The organization who’s taken a step away from passwords is Amazon.com, specifically Amazon Web Services (AWS), the cloud provider arm of the retailing giant. With a newly released API (didn’t we tell you that the API economy was the coming thing?), developers can use Facebook or Google credentials for authentication as well as the newly released Login with Amazon, a free service that lets third party apps and websites use the online retail giant’s system for authenticating users. If you are interested (and any AWS developer should be), Amazon has published an article including examples of use on it’s AWS web site.
Finally, The UK’s Daily Mail (in the Mail Online) revealed what’s coming on the authentication horizon. Motorola has shown not one, but two very different authentication schemes which may – or may not – ever see the light of day. The first is called the “Biostamp,” an electronic tattoo made of silicon and containing an electrical circuit, antennae and sensors that bend and move with the wearer’s body. The tattoos, designed by Massachusetts-based firm MC10, are intended for medical purposes to track a patient’s health, but Motorola thinks the technology can be used for authentication purposes, as an alternative to traditional passwords.

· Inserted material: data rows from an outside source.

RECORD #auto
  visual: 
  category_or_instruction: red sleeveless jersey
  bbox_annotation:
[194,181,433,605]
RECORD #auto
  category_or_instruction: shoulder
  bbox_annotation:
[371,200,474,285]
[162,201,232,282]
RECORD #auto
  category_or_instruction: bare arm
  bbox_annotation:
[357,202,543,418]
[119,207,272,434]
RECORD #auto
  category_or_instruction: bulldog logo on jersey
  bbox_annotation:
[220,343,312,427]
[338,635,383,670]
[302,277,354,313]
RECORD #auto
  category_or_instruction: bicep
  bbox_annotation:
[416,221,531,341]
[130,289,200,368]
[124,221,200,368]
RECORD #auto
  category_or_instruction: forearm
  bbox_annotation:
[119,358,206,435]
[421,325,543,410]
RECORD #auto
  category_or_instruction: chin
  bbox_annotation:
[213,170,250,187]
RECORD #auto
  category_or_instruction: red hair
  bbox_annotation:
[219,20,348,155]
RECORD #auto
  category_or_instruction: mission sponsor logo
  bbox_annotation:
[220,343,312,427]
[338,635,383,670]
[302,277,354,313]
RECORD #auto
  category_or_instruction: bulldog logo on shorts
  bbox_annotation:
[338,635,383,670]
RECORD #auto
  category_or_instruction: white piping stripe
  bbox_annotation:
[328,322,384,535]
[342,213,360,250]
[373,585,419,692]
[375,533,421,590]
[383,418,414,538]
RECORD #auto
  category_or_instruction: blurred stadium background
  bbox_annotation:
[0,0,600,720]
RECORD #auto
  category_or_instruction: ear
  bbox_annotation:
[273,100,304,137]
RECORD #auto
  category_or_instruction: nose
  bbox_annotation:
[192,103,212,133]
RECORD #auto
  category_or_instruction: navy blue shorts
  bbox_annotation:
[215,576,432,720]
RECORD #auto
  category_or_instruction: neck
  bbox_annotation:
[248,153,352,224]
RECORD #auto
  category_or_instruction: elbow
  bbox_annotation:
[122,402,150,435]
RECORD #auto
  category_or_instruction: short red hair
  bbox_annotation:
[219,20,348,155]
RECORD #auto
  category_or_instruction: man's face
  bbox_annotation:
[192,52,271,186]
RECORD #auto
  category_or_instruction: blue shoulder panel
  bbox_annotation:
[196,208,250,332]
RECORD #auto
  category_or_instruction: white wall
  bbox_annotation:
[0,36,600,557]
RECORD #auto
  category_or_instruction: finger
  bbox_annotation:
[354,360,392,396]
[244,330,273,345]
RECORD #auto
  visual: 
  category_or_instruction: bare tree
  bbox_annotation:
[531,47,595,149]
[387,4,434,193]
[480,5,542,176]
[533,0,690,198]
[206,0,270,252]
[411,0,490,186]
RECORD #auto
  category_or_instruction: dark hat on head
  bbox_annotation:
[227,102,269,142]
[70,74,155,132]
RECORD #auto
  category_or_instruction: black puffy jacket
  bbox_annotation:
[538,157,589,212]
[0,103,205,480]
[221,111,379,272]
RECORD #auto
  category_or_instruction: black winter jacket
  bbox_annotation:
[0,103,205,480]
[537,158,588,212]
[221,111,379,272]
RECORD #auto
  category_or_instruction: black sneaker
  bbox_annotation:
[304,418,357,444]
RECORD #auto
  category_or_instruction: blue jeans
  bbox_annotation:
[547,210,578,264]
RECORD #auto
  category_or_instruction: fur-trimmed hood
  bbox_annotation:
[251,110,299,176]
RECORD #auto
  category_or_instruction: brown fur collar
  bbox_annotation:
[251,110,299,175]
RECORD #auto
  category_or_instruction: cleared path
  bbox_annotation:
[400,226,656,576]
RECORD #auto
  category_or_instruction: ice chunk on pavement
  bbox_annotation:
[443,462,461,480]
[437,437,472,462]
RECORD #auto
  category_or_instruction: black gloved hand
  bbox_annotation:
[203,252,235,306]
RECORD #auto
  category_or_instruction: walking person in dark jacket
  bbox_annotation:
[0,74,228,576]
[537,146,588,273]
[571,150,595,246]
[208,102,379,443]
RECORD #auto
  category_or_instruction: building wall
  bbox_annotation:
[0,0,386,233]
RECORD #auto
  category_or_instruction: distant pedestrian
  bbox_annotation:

The second is even stranger – it’s called a ‘vitamin authentication pill,’ and when swallowed it’s powered by acid in the ingestor’s stomach and creates an 18-bit signal picked up by mobile phone. The Proteus Digital Health pill has already been approved by the U.S. Food and Drug Administration and was given European regulatory approval in 2010. It contains a computer chip that can be powered like a battery using the acid in the wearer’s stomach. Once swallowed the ‘vitamin authentication pill’ creates an 18-bit ECG-like signal inside the person’s body that can be picked up by mobile devices and authentication hardware outside the body which could be used verify the wearer is the correct owner of the device or account. It’s claimed that the pill could be taken every day for 30 days, if necessary, without any problems.
So there you have it – more evidence that passwords are bad, more experts exhorting developers to stop using them and more major hardware and software firms offering valid alternatives. Still using passwords? What’s your excuse?